While the mathematical definition of factorial is easy enough to understand, its numerical computation is a different matter. 32- and 64-bit unsigned integers will overflow for $n=13$ and $n=21$ respectively. Most scientific calculators will return floating point answers up to $n=69$. But in real world, we need factorials of numbers much larger than these. In statistical physics, for example, one needs to accurately estimate factorial of $\sim 6\times 10^{23}$ of atoms. How do we go about estimating large factorials?

Generalization of the factorial function

Tasks such as estimating bounds turn out to be easier to perform in the realm of calculus. However, it is not readily apparent how calculus tools can be applied to arithmetic functions and in particular the factorial function defined above. The answer was provided by Daniel Bernoulli in the form of the Gamma function.

Gamma function is defined as

\[\begin{equation} \Gamma(z + 1) = \int_0^\infty x^z e^{-x}dx \label{eq:gamma} \end{equation}\]

The property of the above function is that and for any positive integer $n$, $\Gamma(n + 1)$ equals $n!$.

\[\begin{equation} \Gamma(n + 1) = n! \end{equation}\]

If you’re familiar with integration by parts (from high school or freshman calculus), you can demonstrate this fact quite easily.

It may seem that the Gamma function has made an easy problem unnecessarily complicated. But the opposite is true. Once we generalize an integer-valued problem to real numbers, the latter can be attacked with the full power of calculus. Tools from calculus and analysis allows us to perform not only approximation analysis, but to discover surprising connections to other special functions or entirely different mathematical areas.

In the following we will prove that the factorial of any positive integer $n$ can be accurately approximated by

\[\begin{equation} n! \approx \sqrt{2\pi n}\left(\frac{n}{e}\right)^n \end{equation}\]

and the approximation gets better as n gets bigger. The above approximation to the factorial is known as the Stirling’s approximation. Lets see next how to derive this remarkable formula.

Stirling’s approximation of the factorial

There are a number of ways to derive this formula.

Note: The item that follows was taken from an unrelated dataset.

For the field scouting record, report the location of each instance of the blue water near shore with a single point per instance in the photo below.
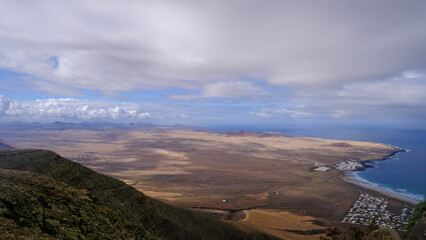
(403, 174)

Arguably the easiest is to use Laplace’s method. Interested reader may review our brief post on the Laplace’s method. Roughly, the idea in Laplace’s method is this: If you have a function $g(x)$ of the form $g(x) = e^{f(x)}$, and if $f(x)$ has a global maximum at $x = x_0$, then, around $x_0$, $g(x)$ will resemble a Gaussian. Stated differently, if $f(x)$ has a maximum, then, around its maximum, it looks similar to an an inverted parabola and, in turn, $e^{f(x)}$ looks like a Gaussian.

If we’re presented such a $g(x)$, then our task boils down to showing that $f(x)$ has a maximum and to expand $f(x)$ around its maximum to the quadratic term. It turns out that the above trick can be applied to the integrand of the Gamma function.

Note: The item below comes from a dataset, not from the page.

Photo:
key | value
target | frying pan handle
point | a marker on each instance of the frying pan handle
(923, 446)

Let us now work out the details. Consider the integrand in equation $\eqref{eq:gamma}$

\[\begin{equation} g(x) = x^z e^{-x} \end{equation}\]

Before doing the math, let us understand the behavior of $g(x)$ using intuition and pictures.

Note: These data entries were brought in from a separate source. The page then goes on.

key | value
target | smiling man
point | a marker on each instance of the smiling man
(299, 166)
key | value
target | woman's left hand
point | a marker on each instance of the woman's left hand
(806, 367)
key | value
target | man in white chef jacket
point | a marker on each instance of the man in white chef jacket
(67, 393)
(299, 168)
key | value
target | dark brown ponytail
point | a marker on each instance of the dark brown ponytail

$g(x)$ is a combination of two factors $x^z$ and $e^{-x}$. For $z > 0$, the first factor ($x^z$) increases with $x$ and the second factor ($e^{-x}$) decreases with $x$. Thus we should expect $g(x)$ to have a maximum at some value of $x$. When we plot the function $g(x)$ for various values of $z$ we find a maximum as expected. Not only does $A_z(x)$ have a maximum, but for larger and larger values of $z$, $g(x)$ resembles the Gaussian $\mathcal{N}(z, z)$ (i.e a Gaussian distribution centered at $\mu=z$ and having variance $\sigma^2=z$).

map
Figure 1. Integrand of the Gamma function and its comparison with a scaled Gaussian.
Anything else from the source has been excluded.